In response, the Condominium Corporation maintained that the camera was an invasion of other owners’ privacy, which was exacerbated by Lupuliak’s use of the footage for purposes far outside the scope of what Lupuliak claims to have installed the camera for in the first place (preventing another break-in).

Justice Feasby stated:

[85] Ms. Lupuliak’s conduct in using the video footage captured by the doorbell to bolster her complaints about the Respondents to the Calgary Police Service, Alberta Health Services, and the Alberta Privacy Commissioner, along with her posting video footage from the doorbell on social media, was improper. The weaponizing of the doorbell in this fashion validates all of the concerns expressed by the Respondents and is not conducive to peaceful co-existence in the context of a condominium complex such as Riverhill Gardens.

Justice Feasby also noted that it would be “absurd” to equate non-enforcement of the Bylaws for the installation of peepholes with unfettered permission to install any type of security device.

Regarding balancing the need for both security and privacy in condo complexes, Justice Feasby advised:

[90] [I]n the present case, the better course for Ms. Lupuliak after the attempted break-in at her unit would have been to petition the Condominium Board for increased security measures for the building, including in its common areas. Had she raised this concern, the Condominium Board should have taken her suggestion seriously. For instance, a security system with video, operated by the property manager and paid for by the Corporation, would not have raised the same privacy concerns and would have cost much less for everyone involved, both emotionally and monetarily, than this litigation.

The case out of Manitoba, Zeliony v Dunn, 2021 MBQB 136, dealt with a similar dispute between neighbours over a video doorbell, but resulted in the opposite conclusion.

Dunn installed a video doorbell in a shared common entranceway to determine who was tampering with his porch light. The camera was aimed away from any entrances to the other units but captured doors to the units’ storage lockers. The culprit of the porch light tampering was apparently the Plaintiffs, the husband and wife who lived in the unit beside Dunn, who objected to the insects attracted to the light. The camera was then repeatedly vandalized by being obstructed with tape. The Plaintiffs lodged a complaint to the Board through the property manager, who asked Dunn to disable the motion-sensor and limit the range of the camera, which was complied with. Additional complaints by the Plaintiffs were made to the Board, but no further action was taken. Approximately two years after the camera was installed, the Plaintiffs listed their unit for sale and subsequently moved.
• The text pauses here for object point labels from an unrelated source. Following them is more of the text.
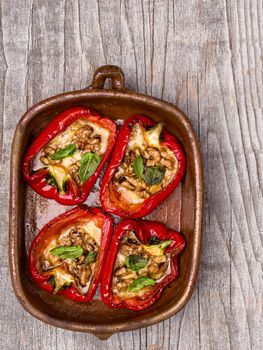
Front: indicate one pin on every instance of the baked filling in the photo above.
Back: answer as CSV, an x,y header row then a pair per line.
x,y
147,167
74,154
71,259
138,266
In this action, the Plaintiff Ms. Zeliony claimed that Dunn’s video recording constituted an invasion of privacy under the Privacy Act of Manitoba and sued for the torts of intrusion upon seclusion and nuisance, also claiming damages for the wilful infliction of nervous shock. The Plaintiffs additionally sued the Condominium Corporation, WCC 87, in negligence for lack of response to the issue of surveillance. They sought $20,000 in non-pecuniary damages and special damages of $15,000 for the diminished purchase price of the unit resulting from a rushed sale due to Ms. Zeliony’s mental suffering.

The Court in this case found that the Plaintiffs had vandalized the Defendant’s property and that the Defendant’s installation of the video doorbell was a reasonable response in the circumstances. Given that Dunn’s motivation was solely the protection of his property and surveillance of the Plaintiffs was purely incidental, the Court concluded that any violation of the Plaintiffs’ privacy was not substantial and was justifiable. 

These cases depart in their respective approaches to this emerging area of litigation. In Lupuliak, the claims concerned breaches of condominium bylaws rather than specific claims of civil wrongs as seen in Zeliony. As video doorbells become increasingly ubiquitous in condominium settings, Condominium Bylaws may have to adapt to the changing technological and privacy expectations of unit owners.